2nd quarter, Team A's ball on AP. SAME EXACT THING. The entire 2nd quarter was squandered until Team A tried for the final shot of the half and missed. Score: 14-7, Team B up. Thankfully, 3rd and 4th quarters were normal and Team B beat the wheels off of Team A.

Hopefully Utah will have a shot clock next year, at least for Regionals and beyond because of this. I've never seen anything like it. As a fan i was pissed. As a ref, I would have been incredibly frustrated. Seems like there should be something we can do, but which team has the onus to force action? Bring in the shot clock!

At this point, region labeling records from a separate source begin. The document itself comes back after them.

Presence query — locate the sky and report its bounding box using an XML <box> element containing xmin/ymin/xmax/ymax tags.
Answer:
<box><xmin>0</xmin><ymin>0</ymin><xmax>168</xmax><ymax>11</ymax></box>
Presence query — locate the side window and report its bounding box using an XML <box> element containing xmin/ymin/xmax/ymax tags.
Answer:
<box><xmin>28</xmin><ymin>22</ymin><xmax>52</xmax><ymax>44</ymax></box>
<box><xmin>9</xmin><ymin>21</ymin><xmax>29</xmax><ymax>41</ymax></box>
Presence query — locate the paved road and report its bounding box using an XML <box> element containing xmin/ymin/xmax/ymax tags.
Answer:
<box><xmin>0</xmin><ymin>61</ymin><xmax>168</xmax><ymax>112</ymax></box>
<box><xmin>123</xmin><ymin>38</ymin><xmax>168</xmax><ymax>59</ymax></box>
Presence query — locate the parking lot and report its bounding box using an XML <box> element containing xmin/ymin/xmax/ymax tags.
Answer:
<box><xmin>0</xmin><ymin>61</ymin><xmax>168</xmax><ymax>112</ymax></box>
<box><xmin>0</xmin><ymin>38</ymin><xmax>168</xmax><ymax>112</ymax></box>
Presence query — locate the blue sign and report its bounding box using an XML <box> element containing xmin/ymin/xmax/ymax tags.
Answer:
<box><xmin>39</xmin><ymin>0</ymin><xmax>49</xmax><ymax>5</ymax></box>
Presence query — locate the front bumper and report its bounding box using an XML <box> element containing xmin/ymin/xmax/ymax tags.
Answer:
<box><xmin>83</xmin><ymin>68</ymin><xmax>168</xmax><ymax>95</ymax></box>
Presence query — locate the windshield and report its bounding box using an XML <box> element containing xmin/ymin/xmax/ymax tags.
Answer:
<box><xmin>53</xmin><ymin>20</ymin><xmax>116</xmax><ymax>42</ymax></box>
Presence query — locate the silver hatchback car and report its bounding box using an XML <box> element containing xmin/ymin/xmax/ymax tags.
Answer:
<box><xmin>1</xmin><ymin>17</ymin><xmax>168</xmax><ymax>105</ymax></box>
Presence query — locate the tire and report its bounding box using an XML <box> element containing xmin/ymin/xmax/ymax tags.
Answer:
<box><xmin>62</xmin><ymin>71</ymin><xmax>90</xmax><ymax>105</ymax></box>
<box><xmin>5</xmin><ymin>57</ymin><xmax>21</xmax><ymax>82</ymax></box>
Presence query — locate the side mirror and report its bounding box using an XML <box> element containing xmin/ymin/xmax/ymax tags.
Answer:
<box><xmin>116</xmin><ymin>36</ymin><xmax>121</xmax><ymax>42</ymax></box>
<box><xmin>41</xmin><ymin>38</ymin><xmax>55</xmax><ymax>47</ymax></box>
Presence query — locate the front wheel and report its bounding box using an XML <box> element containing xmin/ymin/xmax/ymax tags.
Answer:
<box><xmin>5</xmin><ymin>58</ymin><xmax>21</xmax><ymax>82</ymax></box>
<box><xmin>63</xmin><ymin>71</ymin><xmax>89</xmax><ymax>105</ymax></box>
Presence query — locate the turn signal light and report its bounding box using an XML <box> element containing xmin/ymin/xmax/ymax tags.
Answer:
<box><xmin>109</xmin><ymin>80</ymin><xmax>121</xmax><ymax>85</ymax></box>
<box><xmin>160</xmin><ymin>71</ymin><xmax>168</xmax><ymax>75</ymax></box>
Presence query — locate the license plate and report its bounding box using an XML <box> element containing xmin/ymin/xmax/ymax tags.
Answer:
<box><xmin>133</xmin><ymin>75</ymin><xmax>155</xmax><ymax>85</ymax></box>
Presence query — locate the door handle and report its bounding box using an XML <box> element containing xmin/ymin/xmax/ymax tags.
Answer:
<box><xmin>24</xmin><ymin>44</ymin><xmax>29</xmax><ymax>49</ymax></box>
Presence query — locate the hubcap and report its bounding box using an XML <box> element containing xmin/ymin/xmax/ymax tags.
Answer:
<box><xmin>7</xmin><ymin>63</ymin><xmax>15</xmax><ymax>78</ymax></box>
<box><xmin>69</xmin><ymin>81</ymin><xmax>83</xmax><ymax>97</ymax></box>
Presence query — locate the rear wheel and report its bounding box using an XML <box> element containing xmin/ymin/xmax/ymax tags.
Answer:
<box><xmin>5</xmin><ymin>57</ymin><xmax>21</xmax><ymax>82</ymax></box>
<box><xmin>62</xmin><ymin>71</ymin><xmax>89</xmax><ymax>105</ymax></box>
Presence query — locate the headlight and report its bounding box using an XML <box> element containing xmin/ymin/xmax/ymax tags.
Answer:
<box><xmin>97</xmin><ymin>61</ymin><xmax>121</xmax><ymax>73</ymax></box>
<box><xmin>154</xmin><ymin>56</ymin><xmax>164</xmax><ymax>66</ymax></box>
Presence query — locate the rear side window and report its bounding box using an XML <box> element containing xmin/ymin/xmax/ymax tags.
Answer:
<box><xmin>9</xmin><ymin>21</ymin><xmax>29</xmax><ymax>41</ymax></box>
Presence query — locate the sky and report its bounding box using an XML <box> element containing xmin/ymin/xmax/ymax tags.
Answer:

I could not disagree more with the need for a shot clock. The second half proved that Brighton could not keep up with Lone Peak. Their only chance (in the coach's eyes) was to shorten the game. Brighton went into halftime only down 7...that is a lot better than most teams who played LP this season. If Brighton would have been forced to shoot every 30-45 seconds, they stood no chance. I support the use a shot clock in college. Coaches are paid to bring in good players. In Utah HS bball, coaches cannot do this and a shot clock, IMO, makes the rich richer. Teams with less talent become even less talented with the shot clock.

I was one of the three officials working the game and it was boring, but I have NO PROBLEM with the decision to hold the ball.